Imagine the experience of yet more refined awareness. Using whatever display (and audio too) that is available to make your e-messages available for review … like a digital personal assistant that is rather promiscuous about the medium used to share your content. Within your home this might use TV screens, PDA, TV remote control unit, your watch (a “message piece” not just a time-piece), your stereo system, digital paper (text-to-speed), … or even print out your messages just before you step out the door – for you to read on the train! Hey, why not printed on the reverse side of your bus ticket. As you head to work, it could display a non-confidential message on a dot-matrix message board as your walk nearby.
All this to offer lively messages on the move, living your life detached from email. Naturally, this should be achieved via trusted or secured channels; and applying my own policy controls on what types of messages can be displayed where and when – and from whom! it is not the send you dictates how I receive the message, send email and I get it in a manner that is most convenient for me –
Drats, I should have asked: would you have preferred me to have sent this to you by email … ?
Ah! You mean Everyware 🙂
I actually think that we’ll place less importance on post offices and instead have people pick up packages at our homes in addition to letters.

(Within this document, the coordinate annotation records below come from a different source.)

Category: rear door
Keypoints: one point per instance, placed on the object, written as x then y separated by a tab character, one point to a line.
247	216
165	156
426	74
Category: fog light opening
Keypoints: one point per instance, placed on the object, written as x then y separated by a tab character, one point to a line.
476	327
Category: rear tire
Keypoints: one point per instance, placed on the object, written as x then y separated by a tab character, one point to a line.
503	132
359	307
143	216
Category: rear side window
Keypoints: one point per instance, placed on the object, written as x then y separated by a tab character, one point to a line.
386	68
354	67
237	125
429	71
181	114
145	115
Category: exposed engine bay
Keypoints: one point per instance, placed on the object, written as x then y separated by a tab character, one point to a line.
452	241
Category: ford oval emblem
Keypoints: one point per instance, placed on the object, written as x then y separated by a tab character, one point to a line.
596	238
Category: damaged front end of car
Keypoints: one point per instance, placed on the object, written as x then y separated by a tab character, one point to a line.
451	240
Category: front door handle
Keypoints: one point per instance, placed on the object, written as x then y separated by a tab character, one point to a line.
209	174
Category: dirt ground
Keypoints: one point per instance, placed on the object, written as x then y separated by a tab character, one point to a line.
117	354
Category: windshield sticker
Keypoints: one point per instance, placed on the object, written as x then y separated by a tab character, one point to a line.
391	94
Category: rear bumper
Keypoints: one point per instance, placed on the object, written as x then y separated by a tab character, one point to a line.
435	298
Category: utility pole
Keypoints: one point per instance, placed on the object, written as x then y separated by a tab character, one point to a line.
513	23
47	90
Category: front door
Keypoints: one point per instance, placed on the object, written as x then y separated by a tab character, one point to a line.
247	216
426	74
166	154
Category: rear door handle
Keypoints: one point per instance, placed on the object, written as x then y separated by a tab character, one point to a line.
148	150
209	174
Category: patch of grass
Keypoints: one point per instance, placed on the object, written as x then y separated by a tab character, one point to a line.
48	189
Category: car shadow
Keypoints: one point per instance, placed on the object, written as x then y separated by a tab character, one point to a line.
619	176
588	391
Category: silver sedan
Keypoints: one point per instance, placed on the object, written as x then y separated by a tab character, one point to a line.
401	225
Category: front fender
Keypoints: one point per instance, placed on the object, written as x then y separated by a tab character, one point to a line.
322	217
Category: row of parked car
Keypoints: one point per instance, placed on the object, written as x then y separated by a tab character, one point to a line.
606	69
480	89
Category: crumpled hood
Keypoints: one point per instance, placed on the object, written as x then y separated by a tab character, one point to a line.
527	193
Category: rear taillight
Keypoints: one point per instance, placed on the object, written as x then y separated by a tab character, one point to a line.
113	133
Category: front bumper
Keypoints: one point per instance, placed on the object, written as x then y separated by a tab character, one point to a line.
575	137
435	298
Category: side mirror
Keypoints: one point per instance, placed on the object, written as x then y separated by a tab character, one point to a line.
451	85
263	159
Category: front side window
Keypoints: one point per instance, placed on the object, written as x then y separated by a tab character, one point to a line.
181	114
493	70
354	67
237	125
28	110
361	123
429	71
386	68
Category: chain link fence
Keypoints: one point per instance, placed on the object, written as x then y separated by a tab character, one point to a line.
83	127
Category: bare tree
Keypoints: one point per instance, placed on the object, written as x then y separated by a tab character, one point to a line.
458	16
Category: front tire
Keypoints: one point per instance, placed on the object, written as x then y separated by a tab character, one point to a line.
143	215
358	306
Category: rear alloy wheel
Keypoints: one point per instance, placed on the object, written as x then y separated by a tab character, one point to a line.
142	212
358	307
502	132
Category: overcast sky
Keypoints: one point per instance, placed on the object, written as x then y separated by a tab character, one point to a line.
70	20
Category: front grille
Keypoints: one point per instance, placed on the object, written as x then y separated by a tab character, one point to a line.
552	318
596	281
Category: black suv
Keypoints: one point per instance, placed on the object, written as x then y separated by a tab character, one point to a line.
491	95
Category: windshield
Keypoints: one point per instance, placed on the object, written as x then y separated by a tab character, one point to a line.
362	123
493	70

Postage meters for small businesses like mine have really taken off. I’m saving a lot of time by not going to the post office to mail my products and money because of the USPS discounts that I can get because I signed up with Stamps.com. I imagine that this will catch on, and the post office will become more like FedEx rather than the DMV. 🙂
Good thought, Sarah. I think the UK PO has a lot more of a structural problem, though, and there’s a hint of desperation about the efforts here to change the system to save it. In the UK the business mail monopoly has only been opened up relatively recently so I think the situation is somewhat different – but really appreciate your perspective on this!